Duvall, who spoke with msnbc ahead of a business roundtable with Fiorina, echoed many attendees interviewed by msnbc at her events when she said she didn’t know much about Fiorina, but was excited to learn more.

Fiorina knows this: she's packing her schedule to the brim with visits to key early voting states like Iowa and New Hampshire.

“I come out and I take as many questions and people have and people leave and they know me. And they go talk to more people,” she told msnbc after a similar event at a local bar in Coralville, Iowa.

Supporters say her political inexperience is definitely a factor, but some say it might even help her candidacy. 

"Experience does matter for whatever job your going to have, so it’s weighing that back and forth," Robert Schimmell told msnbc in Concord, New Hampshire.

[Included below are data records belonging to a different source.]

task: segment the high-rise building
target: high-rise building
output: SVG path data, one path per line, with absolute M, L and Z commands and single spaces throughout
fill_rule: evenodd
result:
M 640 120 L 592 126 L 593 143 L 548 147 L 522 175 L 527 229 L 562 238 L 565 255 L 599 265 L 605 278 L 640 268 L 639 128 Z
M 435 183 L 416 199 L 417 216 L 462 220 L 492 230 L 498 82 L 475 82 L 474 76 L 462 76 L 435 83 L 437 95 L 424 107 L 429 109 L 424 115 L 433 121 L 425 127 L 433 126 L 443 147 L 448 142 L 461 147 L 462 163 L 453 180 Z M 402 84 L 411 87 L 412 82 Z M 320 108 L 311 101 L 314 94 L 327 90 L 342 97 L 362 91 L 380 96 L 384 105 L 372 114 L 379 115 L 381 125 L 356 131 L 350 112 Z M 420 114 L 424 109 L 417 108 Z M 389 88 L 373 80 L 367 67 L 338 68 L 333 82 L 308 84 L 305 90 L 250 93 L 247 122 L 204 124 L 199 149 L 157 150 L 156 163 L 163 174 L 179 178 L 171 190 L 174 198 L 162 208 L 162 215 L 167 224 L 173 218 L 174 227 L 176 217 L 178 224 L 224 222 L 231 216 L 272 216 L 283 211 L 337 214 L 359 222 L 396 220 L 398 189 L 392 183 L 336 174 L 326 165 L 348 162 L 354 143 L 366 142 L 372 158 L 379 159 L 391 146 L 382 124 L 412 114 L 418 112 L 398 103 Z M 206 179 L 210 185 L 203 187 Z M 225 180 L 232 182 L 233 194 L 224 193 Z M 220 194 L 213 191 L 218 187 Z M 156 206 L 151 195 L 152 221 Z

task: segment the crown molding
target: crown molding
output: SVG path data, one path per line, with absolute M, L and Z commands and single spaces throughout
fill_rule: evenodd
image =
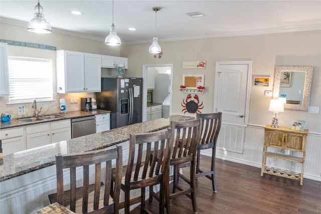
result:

“We’ve got a bunch of elected people who aren’t doing anything on both sides of the aisle, so I’d give it a try!” Robert Saylor told msnbc in Waukee, Iowa. “I like that she’s a businesswoman, she’s done a good job at Hewlett Packard and I like businesspeople at the helm. You can take someone who’s been a business person who’s been successful, and they can surround themselves with the generals and the education people.”

It's a similar idea to how Fiorina articulates her own variety of leadership.

“Leadership is not about position, or power, or title, or perks," she said in New Hampshire in mid-April. "The highest calling of leadership is to unlock potential in others and to change the order of things for the better."